Index > Interview
Sunday, December 15, 2019
China and the U.S. achieved a 'phase-one' agreement
Question: December 12, China and the U.S. achieved a "phase-one" agreement, which significantly boosted the global market. Many observers believe this agreement is mutual-beneficial or the least-worst deal the two counties can make now, what do you think about this?
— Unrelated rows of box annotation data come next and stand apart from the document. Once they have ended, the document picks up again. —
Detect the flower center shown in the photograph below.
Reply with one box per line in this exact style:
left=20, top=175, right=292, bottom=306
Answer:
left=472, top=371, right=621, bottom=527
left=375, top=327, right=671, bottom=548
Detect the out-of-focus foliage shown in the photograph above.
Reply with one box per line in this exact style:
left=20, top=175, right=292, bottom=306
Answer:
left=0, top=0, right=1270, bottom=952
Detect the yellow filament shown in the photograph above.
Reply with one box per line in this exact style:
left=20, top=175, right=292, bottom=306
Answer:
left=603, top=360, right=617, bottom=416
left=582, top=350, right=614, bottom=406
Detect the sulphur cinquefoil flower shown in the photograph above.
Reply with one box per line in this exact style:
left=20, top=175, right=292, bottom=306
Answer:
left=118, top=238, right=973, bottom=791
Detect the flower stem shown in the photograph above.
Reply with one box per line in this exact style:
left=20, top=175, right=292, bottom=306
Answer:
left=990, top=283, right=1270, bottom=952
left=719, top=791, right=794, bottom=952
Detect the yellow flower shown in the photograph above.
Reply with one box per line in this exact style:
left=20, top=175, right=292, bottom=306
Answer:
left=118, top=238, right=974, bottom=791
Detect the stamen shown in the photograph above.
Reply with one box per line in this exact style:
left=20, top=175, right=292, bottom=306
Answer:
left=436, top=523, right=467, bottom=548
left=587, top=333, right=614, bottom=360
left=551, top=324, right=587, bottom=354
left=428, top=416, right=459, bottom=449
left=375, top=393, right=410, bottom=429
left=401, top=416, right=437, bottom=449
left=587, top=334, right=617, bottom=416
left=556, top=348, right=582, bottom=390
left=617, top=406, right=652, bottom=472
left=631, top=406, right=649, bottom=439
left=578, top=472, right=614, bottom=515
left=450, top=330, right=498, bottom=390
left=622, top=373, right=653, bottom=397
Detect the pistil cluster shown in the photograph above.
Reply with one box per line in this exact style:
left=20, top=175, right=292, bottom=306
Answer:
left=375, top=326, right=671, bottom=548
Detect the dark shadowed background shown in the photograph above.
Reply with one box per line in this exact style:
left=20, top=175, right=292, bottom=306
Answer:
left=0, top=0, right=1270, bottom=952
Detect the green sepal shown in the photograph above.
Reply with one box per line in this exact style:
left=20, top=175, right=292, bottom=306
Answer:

Chan Kung: Let's just put the general, grand, structural issue aside for a minute, and see how the deal will impact the Chinese domestic agriculture market. This deal nailed 50 billion dollars purchase on pork and soybeans, which means in the long run, the pig industry will become a black hole for domestic investors, sucking their money dry and give nothing back. In this context, China must rely on the import on pig and it is easy to see the problems in that given what happened in the Chinese pig industry in 2019. The same thing would happen in the soybean industry as well unless Beijing issued a large number of subsidies, which is clearly not efficient and carries negative signals in Chinese continuing market-reforms. On the other side, this new market generated by the policy for the U.S. farmers is not necessarily a good thing for them as well simply because it is not a real market-generated demand and contains a certain degree of risks. This is why I think, in the long-term, this deal is not really a balance point in nature. It may be the "least-worst choice," whereas I think it won't take too long before we feel its backfire.